It's very common these days to see kids growing up in single parent households due to their parents' divorce or separation, but especially girls growing up without fathers. Studies have shown that girls who are raised without a solid father figure in their life end up with emotional issues that can affect their relationships with other men, as well as an increased risk of incarceration, mental and emotional issues, drug and alcohol abuse and a distorted view of how a relationship should work. So why are so many girls growing up without fathers? Divorce rates continue to rise every year. Currently about 50% of marriages end up in divorce. People are having kids and their relationships don't work out and then some men are just not fit to be fathers. With that cycle of failed marriages and relationships that thought process gets passed down to their daughters and in effect can warp their sense of what a family should look like.

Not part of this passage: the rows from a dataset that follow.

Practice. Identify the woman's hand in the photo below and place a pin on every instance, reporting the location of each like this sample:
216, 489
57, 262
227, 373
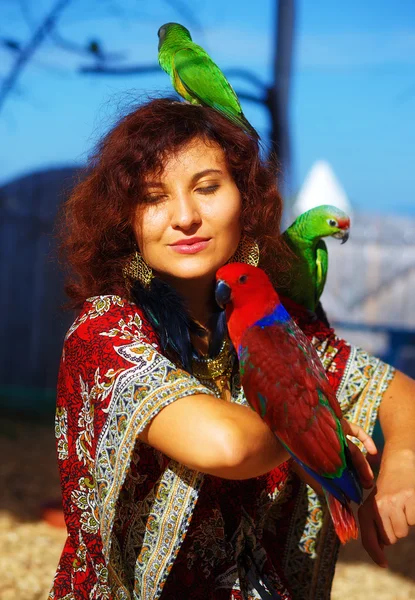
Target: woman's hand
359, 459
389, 510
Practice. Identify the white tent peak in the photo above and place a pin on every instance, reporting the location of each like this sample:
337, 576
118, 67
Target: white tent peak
321, 186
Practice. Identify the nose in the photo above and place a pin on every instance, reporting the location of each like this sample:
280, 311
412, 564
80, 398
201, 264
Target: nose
185, 211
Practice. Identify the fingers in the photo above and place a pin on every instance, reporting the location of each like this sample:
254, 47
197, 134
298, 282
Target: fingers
359, 433
399, 524
410, 508
362, 466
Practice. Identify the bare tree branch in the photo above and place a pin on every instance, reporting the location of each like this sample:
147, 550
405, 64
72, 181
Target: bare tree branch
27, 52
127, 70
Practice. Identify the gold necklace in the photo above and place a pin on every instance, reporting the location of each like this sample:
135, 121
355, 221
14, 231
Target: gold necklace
217, 369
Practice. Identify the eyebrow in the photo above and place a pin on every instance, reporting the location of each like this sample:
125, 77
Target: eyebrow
195, 177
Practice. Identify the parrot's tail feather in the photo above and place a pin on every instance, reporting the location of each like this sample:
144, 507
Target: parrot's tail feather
343, 519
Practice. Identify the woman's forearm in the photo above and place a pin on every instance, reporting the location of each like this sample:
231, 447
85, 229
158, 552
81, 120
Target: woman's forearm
216, 437
397, 415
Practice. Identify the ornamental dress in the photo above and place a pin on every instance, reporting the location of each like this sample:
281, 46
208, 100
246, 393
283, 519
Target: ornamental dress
142, 526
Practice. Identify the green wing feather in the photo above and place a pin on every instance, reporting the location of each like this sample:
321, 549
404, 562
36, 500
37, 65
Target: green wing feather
204, 81
322, 264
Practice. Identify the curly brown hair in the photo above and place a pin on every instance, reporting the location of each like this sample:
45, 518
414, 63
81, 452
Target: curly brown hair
96, 231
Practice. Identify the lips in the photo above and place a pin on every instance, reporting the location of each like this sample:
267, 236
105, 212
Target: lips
190, 245
189, 241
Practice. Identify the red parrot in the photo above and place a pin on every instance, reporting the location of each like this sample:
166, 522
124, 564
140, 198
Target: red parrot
285, 383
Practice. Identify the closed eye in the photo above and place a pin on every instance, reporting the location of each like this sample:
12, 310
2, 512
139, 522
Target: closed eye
154, 198
210, 189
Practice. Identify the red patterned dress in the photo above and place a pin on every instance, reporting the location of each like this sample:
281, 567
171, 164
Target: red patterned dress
142, 526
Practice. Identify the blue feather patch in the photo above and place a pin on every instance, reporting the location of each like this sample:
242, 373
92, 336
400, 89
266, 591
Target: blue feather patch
278, 315
344, 488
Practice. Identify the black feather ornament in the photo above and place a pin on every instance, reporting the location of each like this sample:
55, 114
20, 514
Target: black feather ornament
167, 312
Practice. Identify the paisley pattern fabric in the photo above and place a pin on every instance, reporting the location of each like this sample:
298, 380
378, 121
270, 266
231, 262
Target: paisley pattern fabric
140, 525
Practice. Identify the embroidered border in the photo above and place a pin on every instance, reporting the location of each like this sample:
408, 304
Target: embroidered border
139, 394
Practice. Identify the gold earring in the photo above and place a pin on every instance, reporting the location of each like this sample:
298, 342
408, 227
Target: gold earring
138, 269
246, 252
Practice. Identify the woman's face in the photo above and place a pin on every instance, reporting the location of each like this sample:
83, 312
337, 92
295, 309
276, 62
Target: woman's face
189, 225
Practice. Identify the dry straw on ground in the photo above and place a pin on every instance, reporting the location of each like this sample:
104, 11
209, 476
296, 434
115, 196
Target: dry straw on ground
30, 549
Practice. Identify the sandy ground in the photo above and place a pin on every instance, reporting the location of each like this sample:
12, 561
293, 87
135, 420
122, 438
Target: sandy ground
30, 548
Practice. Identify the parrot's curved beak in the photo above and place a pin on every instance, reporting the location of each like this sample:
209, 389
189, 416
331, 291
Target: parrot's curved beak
342, 235
223, 293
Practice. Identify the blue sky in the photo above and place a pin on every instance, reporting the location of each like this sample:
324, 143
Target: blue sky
352, 97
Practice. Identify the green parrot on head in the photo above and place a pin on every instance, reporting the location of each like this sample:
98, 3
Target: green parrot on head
304, 237
196, 77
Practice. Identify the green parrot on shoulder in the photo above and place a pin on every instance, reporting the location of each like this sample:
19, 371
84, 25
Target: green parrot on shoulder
196, 77
304, 237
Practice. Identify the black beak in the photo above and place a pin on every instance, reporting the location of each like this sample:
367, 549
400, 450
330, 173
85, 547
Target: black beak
222, 293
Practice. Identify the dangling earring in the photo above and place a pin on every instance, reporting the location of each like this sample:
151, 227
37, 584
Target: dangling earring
138, 269
246, 252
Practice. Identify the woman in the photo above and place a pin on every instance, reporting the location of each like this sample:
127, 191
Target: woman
172, 487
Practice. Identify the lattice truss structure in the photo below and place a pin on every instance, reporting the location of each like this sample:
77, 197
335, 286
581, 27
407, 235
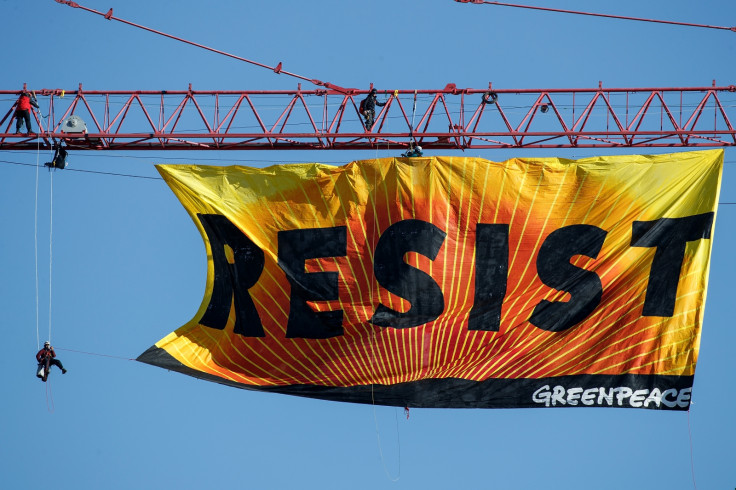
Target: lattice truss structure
450, 118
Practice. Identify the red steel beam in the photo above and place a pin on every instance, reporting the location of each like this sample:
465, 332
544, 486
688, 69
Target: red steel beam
450, 118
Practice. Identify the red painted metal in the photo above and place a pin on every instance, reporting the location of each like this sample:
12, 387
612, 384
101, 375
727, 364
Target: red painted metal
325, 119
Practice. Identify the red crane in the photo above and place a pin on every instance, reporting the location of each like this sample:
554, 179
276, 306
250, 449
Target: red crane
327, 119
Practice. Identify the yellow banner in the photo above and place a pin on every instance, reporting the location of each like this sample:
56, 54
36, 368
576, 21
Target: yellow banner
448, 281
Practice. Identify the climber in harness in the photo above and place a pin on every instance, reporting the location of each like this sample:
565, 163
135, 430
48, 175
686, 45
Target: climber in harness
414, 150
59, 160
23, 111
368, 108
46, 357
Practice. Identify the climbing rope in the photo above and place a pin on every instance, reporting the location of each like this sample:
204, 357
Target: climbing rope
276, 69
593, 14
51, 242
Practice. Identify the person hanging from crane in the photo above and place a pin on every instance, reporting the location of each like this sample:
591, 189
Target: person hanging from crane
23, 111
368, 108
414, 150
59, 160
48, 354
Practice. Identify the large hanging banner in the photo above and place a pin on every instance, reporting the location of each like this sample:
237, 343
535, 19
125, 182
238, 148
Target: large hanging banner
453, 282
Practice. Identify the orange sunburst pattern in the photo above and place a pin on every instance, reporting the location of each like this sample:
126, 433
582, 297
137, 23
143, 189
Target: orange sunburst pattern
363, 202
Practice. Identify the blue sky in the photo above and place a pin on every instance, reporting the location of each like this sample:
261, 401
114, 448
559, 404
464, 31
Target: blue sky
128, 265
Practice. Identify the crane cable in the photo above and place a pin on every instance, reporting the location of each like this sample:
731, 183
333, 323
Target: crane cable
276, 69
609, 16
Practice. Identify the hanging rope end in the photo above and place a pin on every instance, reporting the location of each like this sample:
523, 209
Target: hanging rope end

But living in a single family household isn't always as awful and horrible as people seem to think it is. Single mothers are just as capable of playing the role of mother and father. As a child of a single parent household I can definitely relate that my mother did an amazing job as raising me by herself. She has taught me so many valuable lessons but that especially of how a man should treat me and how a healthy relationship should work. Would my life be so much better had my father stuck around? I don't know, but it would have been different for sure.
There's no use in dwelling on the negative or how much better my life would have been had he been here. I do know that I am forever grateful for how I was raised. We always had a roof over our head and food to eat even if it was something I hated. As a kid I was totally ungrateful and thought if my father had been there that we would be so much better off. and then as I got older I went through that period where I despised my father and wished he wasn't my father. But now at 19, I can see that you can't force someone to be something they aren't capable of being and I'm totally content with that. I don't have a relationship with my father and I don't hate him for not being around, I understand why he wasn't and that's okay. It's always been okay and my mother has always done above and beyond to provide for me whether that meant her working multiple jobs or going back to school to become a nurse. I have plenty of friends who have grown up in single parent households and are strong and happy women. It takes more effort and time but you can be mentally and emotionally secure without a father figure to rely on.
So my end point being, being a father girl isn't the end of the world. Don't let what someone else did decide how your life will turn out and how your relationships work. You can be just as even minded and successful as a girl with both of her parents around. Being angry solves nothing, but making peace with how you feel about the issue definitely will make you feel better.